At the start of summer, an article about secondary drowning had gone viral, usually accompanied with pleas from well meaning friends to “please read. You can never be too careful.” Like a good mother, I read it.
A couple of weeks ago, an official from some environmental government agency and one of the guards from our building showed up at our door. They were going door to door informing residence that “several” cases of dengue fever had been reported in our neighborhood. He dropped off some scary reading materials and gave a few tips about how to keep the “mozzies” at bay. (Mozzies makes them sound almost cute, right?) Keep the windows closed and do not allow standing water anywhere in the house. You can never be too careful.
I’ve joined a few Facebook groups for Singapore expats. Someone posted a picture of a HUGE python inching across a bike path. It was on the other side of town but quite a few people commented with their own tales of running into pythons and cobras and other snake varieties all over the island. I swear one women told of green snakes falling from trees (but admittedly, I was completely freaked out and may not have read carefully). Apparently pythons do not attack – only if they are frightened – so no need to panic if you see one. But you know, be cautious. You can never be too careful.
You can never be too careful. But can you? Isn’t there a point when heeding caution and can overtake the reasonable threat to one’s well-being? I’m certainly no economist but isn’t like law of diminishing returns? You reach a point where your effort and worry to prevent the worst will outweigh the actual threat of “the worst” actually happening.

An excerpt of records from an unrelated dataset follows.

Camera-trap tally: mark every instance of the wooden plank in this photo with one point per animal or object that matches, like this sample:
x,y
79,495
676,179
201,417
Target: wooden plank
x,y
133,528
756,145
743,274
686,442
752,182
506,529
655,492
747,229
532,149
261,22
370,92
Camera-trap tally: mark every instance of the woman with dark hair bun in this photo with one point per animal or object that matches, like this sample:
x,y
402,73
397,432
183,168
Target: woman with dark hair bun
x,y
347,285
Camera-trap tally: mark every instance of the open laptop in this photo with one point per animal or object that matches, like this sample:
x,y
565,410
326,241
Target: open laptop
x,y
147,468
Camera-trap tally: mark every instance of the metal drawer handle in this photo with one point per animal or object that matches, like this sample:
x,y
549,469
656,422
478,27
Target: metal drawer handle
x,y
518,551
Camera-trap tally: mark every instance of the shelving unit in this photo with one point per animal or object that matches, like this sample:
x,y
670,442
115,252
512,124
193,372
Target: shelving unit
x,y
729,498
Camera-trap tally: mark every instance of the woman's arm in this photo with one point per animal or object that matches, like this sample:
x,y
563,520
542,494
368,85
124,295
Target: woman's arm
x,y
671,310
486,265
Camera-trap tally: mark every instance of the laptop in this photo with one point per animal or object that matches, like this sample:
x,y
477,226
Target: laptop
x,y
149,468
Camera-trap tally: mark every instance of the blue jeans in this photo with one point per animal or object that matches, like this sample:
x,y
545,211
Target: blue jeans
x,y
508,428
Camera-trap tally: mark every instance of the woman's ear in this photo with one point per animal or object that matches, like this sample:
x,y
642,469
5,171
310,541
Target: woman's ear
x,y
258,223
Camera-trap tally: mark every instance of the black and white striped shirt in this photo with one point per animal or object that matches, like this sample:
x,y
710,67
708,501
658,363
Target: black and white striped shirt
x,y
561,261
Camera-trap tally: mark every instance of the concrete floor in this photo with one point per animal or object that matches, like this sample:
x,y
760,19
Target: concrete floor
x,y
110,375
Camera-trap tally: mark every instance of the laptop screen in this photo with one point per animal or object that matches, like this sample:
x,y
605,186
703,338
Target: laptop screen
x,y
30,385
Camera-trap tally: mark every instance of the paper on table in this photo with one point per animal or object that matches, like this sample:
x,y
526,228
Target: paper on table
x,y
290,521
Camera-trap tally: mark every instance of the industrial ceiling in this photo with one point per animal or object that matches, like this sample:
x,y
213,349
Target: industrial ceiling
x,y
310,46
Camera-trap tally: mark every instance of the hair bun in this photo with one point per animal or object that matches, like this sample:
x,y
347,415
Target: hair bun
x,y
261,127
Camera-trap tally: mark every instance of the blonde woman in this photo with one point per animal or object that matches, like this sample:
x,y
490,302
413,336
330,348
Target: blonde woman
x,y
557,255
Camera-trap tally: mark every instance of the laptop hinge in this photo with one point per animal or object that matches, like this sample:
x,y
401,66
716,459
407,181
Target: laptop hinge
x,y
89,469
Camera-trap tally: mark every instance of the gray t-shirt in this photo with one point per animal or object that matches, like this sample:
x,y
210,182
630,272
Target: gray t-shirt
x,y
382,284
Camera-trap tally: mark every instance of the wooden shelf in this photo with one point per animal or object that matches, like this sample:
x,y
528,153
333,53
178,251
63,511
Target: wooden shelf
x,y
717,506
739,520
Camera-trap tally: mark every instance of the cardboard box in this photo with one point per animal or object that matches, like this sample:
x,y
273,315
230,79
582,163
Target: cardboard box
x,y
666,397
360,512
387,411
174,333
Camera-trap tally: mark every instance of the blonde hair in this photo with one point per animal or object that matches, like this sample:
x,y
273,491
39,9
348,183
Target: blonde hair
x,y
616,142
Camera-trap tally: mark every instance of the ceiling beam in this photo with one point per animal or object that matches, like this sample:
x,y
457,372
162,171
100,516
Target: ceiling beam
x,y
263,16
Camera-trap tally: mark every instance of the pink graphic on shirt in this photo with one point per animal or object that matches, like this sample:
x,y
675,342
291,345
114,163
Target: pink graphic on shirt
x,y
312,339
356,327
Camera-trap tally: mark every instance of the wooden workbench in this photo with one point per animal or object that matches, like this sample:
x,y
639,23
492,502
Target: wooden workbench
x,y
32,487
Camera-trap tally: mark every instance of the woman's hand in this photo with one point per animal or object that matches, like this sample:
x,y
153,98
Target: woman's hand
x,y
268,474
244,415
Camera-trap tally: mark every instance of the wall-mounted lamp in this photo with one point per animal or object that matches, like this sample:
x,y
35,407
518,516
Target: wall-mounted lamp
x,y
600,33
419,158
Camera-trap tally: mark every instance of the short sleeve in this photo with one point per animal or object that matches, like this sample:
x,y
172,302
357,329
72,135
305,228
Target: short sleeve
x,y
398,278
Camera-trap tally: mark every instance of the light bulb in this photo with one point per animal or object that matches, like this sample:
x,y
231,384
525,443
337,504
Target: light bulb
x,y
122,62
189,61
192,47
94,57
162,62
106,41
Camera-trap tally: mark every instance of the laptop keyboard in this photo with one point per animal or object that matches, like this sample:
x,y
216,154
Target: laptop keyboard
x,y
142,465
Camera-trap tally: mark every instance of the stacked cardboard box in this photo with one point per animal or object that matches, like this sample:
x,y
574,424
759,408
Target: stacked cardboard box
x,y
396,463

Every time we go to the pool or take a bath (which covers everyday of the week), I can’t stop worrying that someone is going to take in too much water, appear to be fine, and then a few hours later need to be rushed to the hospital. (If you didn’t read the secondary drowning article, this is essentially what happens. You take in a little water, appear to recover just fine, act normally, while the tiniest bit of water expands in your lungs and slowly drowns you hours after you’ve left the water.) My kids don’t know how to swim. They are still a little scared to put their heads under but the longer we live in this tropical climate, where kids their age and younger regularly jump and splash and dunk their heads, the braver they are becoming and it terrifies me. Every time one of them coughs or chokes, even if for a second, my secondary drowning censors go on high alert. Hours later, while everyone is calmly sitting on the couch I find myself asking them if they feel ok or if it hurts to breath. Then when they look at me like they have no idea what I’m talking about, I feel like a crazy lady.

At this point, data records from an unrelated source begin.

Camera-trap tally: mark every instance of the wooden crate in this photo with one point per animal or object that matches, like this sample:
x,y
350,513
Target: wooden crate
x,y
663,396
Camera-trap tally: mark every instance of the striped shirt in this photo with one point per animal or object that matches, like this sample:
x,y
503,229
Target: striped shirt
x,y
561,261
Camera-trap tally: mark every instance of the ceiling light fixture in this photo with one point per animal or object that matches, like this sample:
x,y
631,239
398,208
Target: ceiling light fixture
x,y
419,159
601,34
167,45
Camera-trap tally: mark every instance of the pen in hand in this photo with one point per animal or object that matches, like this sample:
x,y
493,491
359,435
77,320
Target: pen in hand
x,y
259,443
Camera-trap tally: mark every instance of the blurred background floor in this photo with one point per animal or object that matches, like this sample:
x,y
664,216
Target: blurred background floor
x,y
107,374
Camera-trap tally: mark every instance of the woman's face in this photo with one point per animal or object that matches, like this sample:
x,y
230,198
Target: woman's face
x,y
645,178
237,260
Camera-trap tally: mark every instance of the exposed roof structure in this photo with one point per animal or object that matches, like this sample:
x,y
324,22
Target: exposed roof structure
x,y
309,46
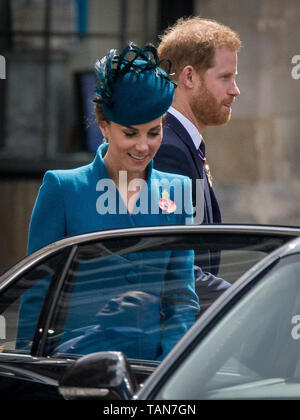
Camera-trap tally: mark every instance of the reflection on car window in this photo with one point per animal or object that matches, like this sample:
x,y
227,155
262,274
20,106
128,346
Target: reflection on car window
x,y
140,303
139,295
21,304
251,348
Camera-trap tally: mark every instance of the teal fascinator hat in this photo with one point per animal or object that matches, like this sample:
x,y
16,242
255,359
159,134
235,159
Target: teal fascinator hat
x,y
132,88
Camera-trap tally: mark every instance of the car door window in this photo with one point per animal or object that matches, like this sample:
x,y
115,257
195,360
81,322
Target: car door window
x,y
137,294
253,351
21,304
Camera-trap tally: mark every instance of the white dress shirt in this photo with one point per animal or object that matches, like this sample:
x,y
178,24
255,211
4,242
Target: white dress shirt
x,y
188,125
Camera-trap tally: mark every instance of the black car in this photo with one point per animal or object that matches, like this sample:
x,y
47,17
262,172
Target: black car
x,y
244,343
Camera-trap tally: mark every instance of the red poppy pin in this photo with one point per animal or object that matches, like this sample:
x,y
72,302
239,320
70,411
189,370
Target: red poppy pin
x,y
168,206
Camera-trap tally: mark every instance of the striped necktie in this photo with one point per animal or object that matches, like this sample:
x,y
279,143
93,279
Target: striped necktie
x,y
201,154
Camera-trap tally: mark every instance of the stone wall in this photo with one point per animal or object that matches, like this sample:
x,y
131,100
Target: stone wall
x,y
255,157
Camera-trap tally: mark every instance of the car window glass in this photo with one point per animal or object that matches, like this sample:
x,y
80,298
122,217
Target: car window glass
x,y
140,295
254,346
21,304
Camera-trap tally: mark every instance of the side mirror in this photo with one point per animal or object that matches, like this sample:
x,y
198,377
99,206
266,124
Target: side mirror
x,y
101,376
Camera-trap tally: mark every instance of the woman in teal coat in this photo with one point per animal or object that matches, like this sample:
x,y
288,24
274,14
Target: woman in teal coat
x,y
120,189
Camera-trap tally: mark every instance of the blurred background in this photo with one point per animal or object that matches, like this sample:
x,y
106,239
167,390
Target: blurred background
x,y
48,49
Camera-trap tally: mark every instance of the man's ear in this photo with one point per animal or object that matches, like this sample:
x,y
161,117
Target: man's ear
x,y
103,125
187,76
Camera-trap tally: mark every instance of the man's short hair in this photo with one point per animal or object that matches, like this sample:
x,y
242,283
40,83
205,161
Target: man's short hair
x,y
193,41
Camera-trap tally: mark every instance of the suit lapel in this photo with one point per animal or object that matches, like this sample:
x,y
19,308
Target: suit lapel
x,y
187,140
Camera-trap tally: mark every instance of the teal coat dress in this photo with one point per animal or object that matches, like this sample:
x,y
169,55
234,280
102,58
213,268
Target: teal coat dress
x,y
84,199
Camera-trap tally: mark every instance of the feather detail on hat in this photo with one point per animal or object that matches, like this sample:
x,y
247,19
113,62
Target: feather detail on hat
x,y
115,64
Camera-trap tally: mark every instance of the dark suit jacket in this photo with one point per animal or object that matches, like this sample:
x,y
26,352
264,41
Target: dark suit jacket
x,y
177,154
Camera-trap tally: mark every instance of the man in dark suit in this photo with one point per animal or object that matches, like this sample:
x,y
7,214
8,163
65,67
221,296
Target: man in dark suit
x,y
204,61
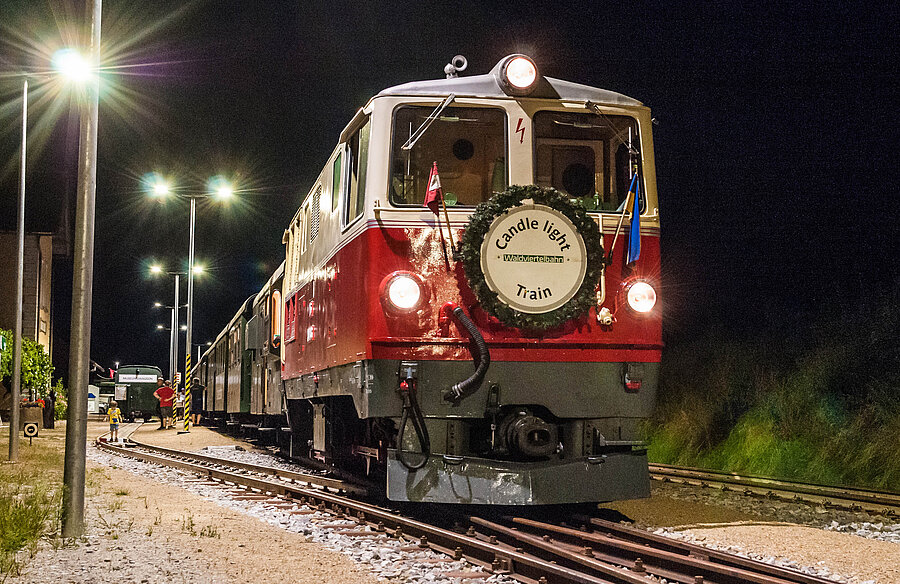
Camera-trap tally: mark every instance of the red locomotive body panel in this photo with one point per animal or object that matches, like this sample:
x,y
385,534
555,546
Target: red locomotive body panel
x,y
340,317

Dengue fever, as it turns out, is often not severe, but in some cases, can require hospitalization. People who have lived here for years seem relatively unfazed by it but of course, I went ahead and read about what happens in the worse cases. But then again, the best repellent against the evil mozzies is Deet and depending on what you read, Deet can sound just as bad as Dengue. So my kids bathe in Tiger Balm (Deet free repellent) before school and I sit at home and worry that it’s not enough,
I haven’t stopped my running re-emergence, but I pick up speed under trees and I stick to well traveled paths. And everyday that passes and I don’t encounter a python, I am thankful.
Clearly, I haven’t holed myself and my family up in our house. I’m not sure I’ve reached the point of diminishing returns but I feel like I’m close. I can’t stop looking for snakes and when I feel anything like a mozzie on me, I jump and yelp like…like I’ve just seen a python.

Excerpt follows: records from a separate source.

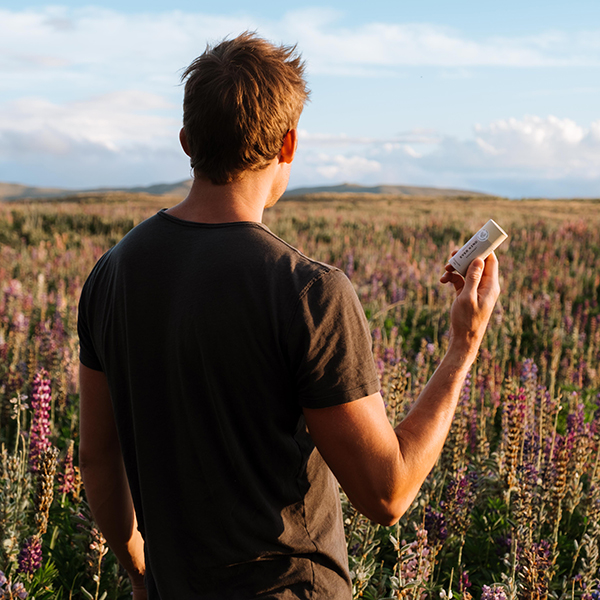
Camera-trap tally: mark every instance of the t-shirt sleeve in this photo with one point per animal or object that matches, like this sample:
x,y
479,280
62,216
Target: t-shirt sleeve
x,y
330,344
87,353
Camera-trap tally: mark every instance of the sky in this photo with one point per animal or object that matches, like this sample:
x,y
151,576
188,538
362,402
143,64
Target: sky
x,y
496,97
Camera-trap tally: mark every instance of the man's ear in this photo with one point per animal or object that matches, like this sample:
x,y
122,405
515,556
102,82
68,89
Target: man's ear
x,y
290,143
183,141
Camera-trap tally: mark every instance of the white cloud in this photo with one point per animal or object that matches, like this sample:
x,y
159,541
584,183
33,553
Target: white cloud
x,y
98,48
114,122
341,139
528,156
341,167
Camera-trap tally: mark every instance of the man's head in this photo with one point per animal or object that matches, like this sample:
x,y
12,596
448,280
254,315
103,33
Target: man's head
x,y
241,98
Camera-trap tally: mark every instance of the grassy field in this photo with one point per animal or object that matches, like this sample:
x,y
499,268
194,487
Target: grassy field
x,y
511,510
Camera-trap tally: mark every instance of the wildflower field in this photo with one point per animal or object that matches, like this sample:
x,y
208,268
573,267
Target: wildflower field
x,y
512,508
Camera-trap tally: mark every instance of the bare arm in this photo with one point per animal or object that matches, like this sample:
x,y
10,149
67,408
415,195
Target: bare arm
x,y
380,468
104,477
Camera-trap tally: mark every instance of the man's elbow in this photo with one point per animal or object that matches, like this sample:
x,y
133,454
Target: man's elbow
x,y
384,512
389,513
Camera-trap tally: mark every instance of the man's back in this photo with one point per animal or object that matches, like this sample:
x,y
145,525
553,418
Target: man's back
x,y
213,339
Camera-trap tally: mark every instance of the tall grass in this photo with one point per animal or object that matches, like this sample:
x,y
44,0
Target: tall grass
x,y
511,508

Despite how this post might sound, I’m actually not a particularly high strung person. But when you are responsible for the lives of little people, it can make that line between cautious and overly cautious very squiggly. Parenting but not over-parenting, allowing kids to take risks but not too risks that are too risky, challenging them without impossibly challenging, helping but not enabling. This parenting gig is tough.
I imagine as we continue to settle in and no one drowns in the living room, I won’t think about it as much but there will be something else – a rare but deadly parasite in the water, some exotic bird with toxic poo that burns if it hits you, needle like grass blades…
But I’m starting to believe there is something to remaining calmly unaware. My mother didn’t think twice about the possibility of me becoming decapitated while I bounced around the “way back” of our Ford LTD station wagon with my sisters and brother. She was too busy blaring John Denver and Kenny Rogers.